Few appear to want to go the Superfund route. For local officials, it would scuttle efforts to redevelop the base into an industrial or transit hub. State officials say the designation would give the cleanup effort new muscle but would also slow it down substantially.
“I’m still motivated by the end goal, which is to clean up this site and move the site back into productive use,” Turner said in an interview.
But emails obtained by the AJC through the federal Freedom of Information Act show skepticism among EPA staff that the cleanup will be effective without the force of Superfund, also called the National Priority List or NPL.
In a Feb. 10 email, Dawn Taylor, chief of Superfund site investigation for the EPA’s southeast region, wrote: “I personally am hoping that the state will stand strong on the need to list unless we have some sort of firm and enforceable (and NPL equivalent) agreement in place.
“But I will be happy with any outcome that gets cleanup in an adequate manner at this point,” Taylor added.
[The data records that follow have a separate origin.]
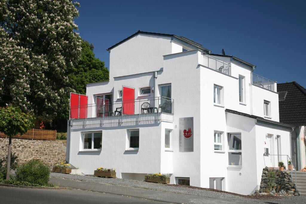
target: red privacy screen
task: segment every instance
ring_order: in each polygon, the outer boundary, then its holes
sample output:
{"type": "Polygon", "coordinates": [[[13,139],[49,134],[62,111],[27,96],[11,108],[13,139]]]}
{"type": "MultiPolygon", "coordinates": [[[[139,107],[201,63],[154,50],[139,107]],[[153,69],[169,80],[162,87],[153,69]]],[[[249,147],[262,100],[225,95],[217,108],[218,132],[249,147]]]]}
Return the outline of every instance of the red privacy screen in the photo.
{"type": "Polygon", "coordinates": [[[135,89],[123,86],[122,88],[122,113],[125,115],[134,114],[134,98],[135,89]]]}
{"type": "Polygon", "coordinates": [[[72,93],[70,94],[70,118],[86,118],[88,97],[72,93]]]}

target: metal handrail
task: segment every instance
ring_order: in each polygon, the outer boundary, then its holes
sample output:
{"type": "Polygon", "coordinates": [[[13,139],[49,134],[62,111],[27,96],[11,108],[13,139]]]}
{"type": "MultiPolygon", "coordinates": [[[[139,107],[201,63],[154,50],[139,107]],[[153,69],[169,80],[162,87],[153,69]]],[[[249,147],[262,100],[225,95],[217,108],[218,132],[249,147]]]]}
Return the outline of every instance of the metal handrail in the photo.
{"type": "Polygon", "coordinates": [[[274,82],[251,72],[251,81],[252,84],[272,91],[274,91],[274,82]]]}
{"type": "Polygon", "coordinates": [[[231,66],[230,63],[209,55],[202,53],[201,64],[210,69],[231,76],[231,66]]]}

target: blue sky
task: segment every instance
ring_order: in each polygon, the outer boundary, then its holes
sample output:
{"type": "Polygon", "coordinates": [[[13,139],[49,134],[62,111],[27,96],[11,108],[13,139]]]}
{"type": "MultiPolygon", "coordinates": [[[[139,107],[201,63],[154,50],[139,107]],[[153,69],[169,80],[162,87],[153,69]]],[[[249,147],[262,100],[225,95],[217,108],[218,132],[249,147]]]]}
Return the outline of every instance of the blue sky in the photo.
{"type": "Polygon", "coordinates": [[[78,32],[106,49],[139,30],[184,36],[256,65],[254,73],[306,87],[306,1],[79,0],[78,32]]]}

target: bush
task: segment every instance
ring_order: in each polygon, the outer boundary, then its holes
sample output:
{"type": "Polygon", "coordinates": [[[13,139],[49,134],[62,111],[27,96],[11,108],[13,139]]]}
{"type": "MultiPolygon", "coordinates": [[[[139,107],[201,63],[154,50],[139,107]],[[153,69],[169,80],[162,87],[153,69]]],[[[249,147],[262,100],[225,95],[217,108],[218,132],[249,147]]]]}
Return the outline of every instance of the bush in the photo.
{"type": "Polygon", "coordinates": [[[56,133],[56,139],[67,139],[67,133],[64,132],[58,132],[56,133]]]}
{"type": "Polygon", "coordinates": [[[49,181],[50,174],[48,166],[41,161],[32,160],[18,167],[16,171],[16,180],[45,186],[49,181]]]}

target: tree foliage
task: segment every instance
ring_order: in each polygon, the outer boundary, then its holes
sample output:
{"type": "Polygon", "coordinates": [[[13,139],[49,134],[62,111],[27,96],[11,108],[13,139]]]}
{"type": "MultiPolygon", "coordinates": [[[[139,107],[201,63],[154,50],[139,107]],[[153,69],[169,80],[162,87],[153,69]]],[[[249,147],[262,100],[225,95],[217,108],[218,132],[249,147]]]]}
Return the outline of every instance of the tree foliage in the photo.
{"type": "Polygon", "coordinates": [[[18,107],[0,107],[0,132],[9,137],[24,134],[33,127],[34,117],[18,107]]]}
{"type": "MultiPolygon", "coordinates": [[[[69,0],[0,0],[0,106],[51,120],[67,115],[68,76],[81,54],[69,0]]],[[[21,130],[21,129],[20,130],[21,130]]]]}
{"type": "Polygon", "coordinates": [[[109,73],[104,62],[95,57],[93,45],[82,40],[81,57],[75,66],[73,72],[69,77],[71,87],[76,93],[85,94],[86,84],[108,80],[109,73]]]}

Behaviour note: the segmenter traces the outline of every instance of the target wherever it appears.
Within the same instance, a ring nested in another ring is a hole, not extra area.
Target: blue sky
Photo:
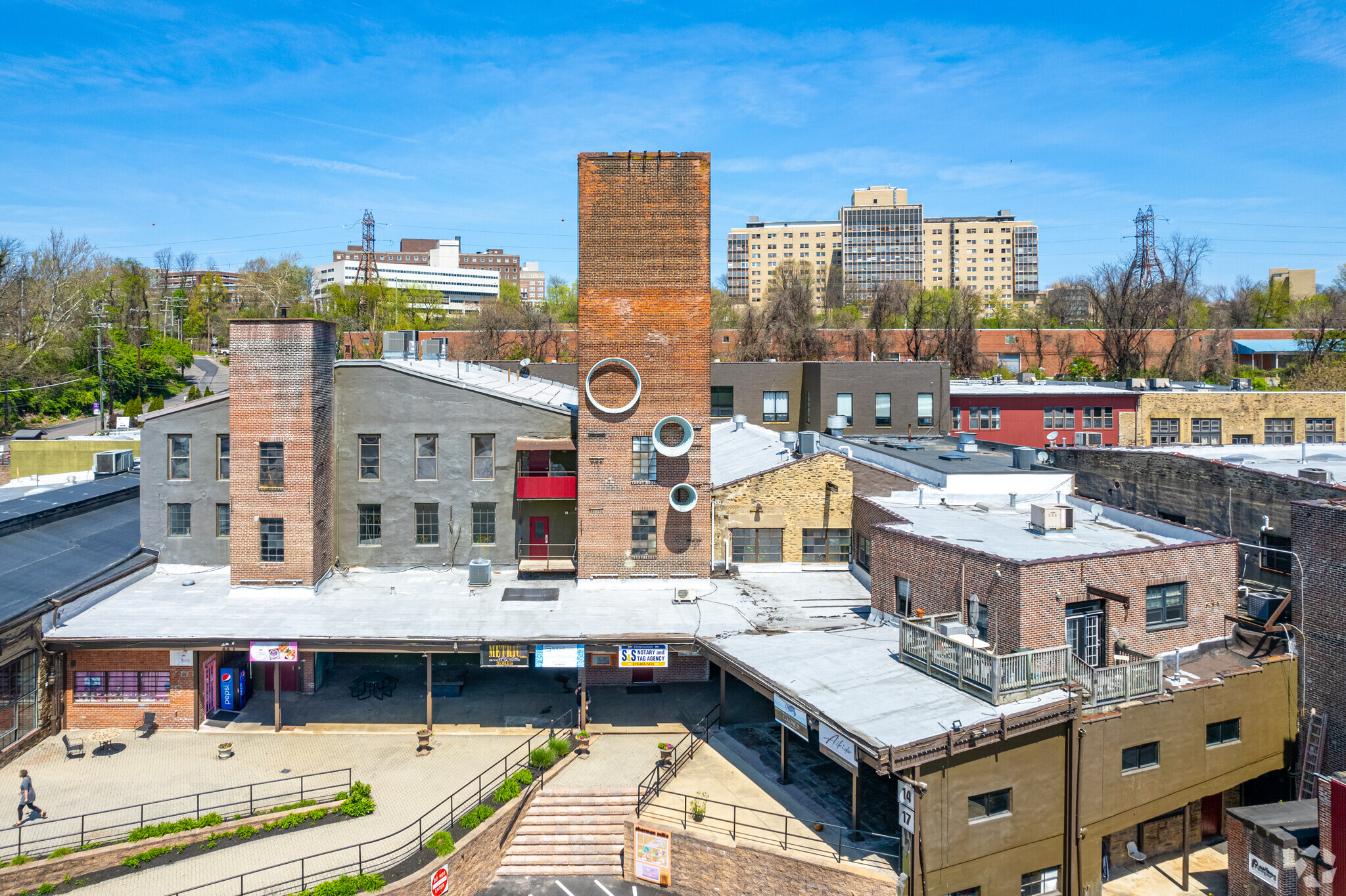
[[[1137,206],[1210,283],[1346,262],[1346,5],[3,3],[0,234],[234,268],[462,235],[575,276],[575,155],[711,151],[712,272],[747,215],[857,186],[1011,209],[1042,280]]]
Opened in 1941 in during World War II, Fort Gillem began as the Atlanta Quartermaster Depot and later became the Atlanta Army Depot. It served largely in a support role to nearby Fort McPherson and was used to ship supplies and maintain transport vehicles.
The base officially closed in September 2011 as part of the military’s national downsizing, but the Army has retained 257 acres on the site. They house a forensic lab as well as Army, Navy and Georgia National Guard units.
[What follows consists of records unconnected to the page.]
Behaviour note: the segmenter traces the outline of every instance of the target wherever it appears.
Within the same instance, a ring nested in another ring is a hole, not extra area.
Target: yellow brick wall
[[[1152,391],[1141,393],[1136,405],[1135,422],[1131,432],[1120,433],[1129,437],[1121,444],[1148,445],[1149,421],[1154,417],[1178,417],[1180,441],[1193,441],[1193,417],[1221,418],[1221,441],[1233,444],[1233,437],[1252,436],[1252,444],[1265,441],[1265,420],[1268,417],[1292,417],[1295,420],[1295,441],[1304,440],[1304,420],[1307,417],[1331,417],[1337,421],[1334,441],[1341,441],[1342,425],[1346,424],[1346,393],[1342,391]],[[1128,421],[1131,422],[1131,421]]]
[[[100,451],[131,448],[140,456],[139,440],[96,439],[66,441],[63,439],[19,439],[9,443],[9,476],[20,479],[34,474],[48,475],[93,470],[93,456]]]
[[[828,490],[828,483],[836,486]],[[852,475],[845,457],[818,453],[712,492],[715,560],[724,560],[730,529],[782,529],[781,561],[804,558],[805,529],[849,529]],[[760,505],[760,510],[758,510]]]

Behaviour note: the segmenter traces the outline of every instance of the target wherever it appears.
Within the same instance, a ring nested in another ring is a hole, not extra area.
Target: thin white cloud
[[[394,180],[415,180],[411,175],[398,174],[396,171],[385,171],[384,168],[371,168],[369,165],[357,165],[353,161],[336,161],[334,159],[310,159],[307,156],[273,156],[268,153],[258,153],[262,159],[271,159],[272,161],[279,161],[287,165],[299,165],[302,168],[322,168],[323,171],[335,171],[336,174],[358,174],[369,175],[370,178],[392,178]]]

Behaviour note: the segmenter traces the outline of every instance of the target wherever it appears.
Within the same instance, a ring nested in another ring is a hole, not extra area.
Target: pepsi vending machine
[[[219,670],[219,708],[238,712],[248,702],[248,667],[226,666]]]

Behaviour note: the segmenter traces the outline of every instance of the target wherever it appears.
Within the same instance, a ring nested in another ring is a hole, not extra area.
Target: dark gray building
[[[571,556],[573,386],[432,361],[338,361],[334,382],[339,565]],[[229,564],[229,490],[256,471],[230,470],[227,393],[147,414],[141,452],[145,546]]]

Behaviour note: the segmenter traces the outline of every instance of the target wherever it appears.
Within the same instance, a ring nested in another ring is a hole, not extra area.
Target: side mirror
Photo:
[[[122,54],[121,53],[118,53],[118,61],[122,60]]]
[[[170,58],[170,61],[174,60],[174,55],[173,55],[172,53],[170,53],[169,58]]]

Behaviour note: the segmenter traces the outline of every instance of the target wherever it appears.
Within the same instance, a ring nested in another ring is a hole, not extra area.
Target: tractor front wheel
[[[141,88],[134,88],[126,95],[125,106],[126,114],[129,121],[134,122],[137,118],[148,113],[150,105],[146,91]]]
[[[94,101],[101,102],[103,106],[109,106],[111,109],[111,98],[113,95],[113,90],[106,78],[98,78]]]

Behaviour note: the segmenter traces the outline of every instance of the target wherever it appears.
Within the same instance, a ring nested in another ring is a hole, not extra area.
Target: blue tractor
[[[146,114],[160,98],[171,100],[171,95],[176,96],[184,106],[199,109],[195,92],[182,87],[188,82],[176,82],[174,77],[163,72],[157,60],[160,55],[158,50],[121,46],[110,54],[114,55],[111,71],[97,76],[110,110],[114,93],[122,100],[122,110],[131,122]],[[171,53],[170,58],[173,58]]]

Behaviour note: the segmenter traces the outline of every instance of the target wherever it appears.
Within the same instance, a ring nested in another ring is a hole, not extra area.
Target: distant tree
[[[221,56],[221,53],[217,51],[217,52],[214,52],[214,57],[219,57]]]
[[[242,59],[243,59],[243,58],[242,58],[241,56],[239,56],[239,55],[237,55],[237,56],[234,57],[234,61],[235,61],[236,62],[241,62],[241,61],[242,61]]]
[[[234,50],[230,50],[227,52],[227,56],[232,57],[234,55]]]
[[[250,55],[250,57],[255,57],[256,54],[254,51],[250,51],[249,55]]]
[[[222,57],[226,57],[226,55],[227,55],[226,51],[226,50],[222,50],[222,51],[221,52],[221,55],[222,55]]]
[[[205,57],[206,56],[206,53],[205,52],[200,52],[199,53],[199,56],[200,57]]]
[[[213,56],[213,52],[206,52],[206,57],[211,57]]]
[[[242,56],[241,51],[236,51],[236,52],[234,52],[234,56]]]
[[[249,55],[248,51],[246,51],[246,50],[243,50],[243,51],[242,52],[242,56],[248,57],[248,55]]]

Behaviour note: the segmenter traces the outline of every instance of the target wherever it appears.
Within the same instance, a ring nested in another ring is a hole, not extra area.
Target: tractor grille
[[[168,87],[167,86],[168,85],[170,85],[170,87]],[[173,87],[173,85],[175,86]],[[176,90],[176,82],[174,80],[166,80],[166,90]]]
Engine oil, solvents and rubber have all been buried on the base, often with no documentation of where they were dumped. Additionally, a leaking German mustard gas bomb was buried there in the 1940s. Army officials maintain that the bomb was decontaminated and does not remain a threat, although the emails obtained by the AJC reveal that its location, too, is unknown.
Over the years, underground plumes of toxic volatile organic compounds spread from their burial sites on the north and south ends of the base into nearby neighborhoods. Environmental officials worry most about a mile-long plume that stretches off the base’s southern edge, extending beneath a residential neighborhood adjacent to a creek and Joy Lake, where fishing is a frequent pastime.
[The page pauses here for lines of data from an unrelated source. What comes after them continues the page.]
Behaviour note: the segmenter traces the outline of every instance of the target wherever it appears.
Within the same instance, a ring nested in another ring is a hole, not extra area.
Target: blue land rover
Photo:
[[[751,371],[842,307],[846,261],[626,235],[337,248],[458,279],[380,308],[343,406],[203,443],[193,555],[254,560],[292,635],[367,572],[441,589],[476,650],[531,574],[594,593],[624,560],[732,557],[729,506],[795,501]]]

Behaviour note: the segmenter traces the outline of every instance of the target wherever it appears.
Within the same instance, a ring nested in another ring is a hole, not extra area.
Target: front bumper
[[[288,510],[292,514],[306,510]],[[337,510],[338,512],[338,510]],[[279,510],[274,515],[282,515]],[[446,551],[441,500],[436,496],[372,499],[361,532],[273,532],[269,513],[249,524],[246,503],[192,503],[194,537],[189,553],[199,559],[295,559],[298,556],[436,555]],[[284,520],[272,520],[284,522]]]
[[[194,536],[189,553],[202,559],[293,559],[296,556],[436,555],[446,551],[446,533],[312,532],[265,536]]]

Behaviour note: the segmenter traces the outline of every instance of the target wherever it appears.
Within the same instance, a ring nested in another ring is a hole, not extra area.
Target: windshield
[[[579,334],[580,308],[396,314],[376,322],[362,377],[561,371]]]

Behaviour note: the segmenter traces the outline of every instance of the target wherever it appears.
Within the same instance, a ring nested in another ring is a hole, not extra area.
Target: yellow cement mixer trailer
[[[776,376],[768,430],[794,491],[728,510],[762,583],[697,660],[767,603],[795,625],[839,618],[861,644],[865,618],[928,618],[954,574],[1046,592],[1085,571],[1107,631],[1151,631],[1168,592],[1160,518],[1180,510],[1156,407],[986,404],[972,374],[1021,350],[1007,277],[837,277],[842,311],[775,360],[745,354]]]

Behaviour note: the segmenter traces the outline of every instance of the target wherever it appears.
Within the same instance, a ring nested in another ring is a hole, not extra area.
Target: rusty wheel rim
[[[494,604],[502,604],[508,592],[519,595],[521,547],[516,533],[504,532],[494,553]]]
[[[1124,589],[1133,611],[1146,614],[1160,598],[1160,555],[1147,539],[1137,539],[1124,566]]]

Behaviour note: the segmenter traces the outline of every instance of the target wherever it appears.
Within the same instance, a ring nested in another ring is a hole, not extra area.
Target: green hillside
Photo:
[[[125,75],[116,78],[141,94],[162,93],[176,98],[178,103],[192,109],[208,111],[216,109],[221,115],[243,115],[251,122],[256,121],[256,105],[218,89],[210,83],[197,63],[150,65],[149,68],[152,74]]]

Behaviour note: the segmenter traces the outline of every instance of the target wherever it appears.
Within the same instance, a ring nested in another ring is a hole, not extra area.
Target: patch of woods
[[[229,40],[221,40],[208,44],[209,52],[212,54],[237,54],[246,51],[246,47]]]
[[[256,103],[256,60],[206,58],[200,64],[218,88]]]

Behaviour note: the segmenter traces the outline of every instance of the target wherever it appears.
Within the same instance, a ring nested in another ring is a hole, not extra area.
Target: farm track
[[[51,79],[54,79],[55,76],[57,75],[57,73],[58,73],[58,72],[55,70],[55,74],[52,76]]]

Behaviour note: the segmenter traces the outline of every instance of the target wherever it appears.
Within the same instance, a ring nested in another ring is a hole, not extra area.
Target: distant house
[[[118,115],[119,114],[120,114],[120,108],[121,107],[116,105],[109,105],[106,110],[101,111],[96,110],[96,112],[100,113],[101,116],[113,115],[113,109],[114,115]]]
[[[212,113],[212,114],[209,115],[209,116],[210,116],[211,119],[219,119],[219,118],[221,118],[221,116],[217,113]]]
“I don’t like to think too much about it, but I worry. We all do,” said Geneva Thomas, 83, who has lived in the neighborhood adjoining Fort Gillem for four decades. “Not much I can do. But we know what’s in there and it’s not good.”
Fred Bryant, executive director of the Forest Park-Fort Gillem Local Redevelopment Authority, said the Army has become more cooperative of late. He is set to meet with Pentagon officials later this month about the possibility of privatizing the cleanup, which could speed it up. Those negotiations will determine when the Army can hand over parts of the base for development.
Bryant said the location of the site, just four miles from Hartsfield-Jackson International Airport and close to rail lines, is appealing to several companies looking to house distribution or logistics centers.
But first the contamination issues must be resolved.
“We don’t want to buy 700 acres from the Army only to find out it’s been listed as a Superfund site,” Bryant said.
The Story So Far
The Atlanta Journal-Constitution wrote in April about contamination at Fort Gillem, a former U.S. Army base south of Atlanta, where hazardous chemicals dumped decades ago are spreading under neighboring homes. Among the possible solutions is putting the site on the national Superfund list, under the jurisdiction of the Environmental Protection Agency.
In response to a Freedom of Information Act request from the AJC, the EPA recently released new documents on Fort Gillem. They show that the state has deferred asking for a Superfund designation, giving the Army until the end of the year to produce an enforceable cleanup agreement. The documents also reveal that some EPA officials are skeptical a cleanup will move forward without a Superfund listing.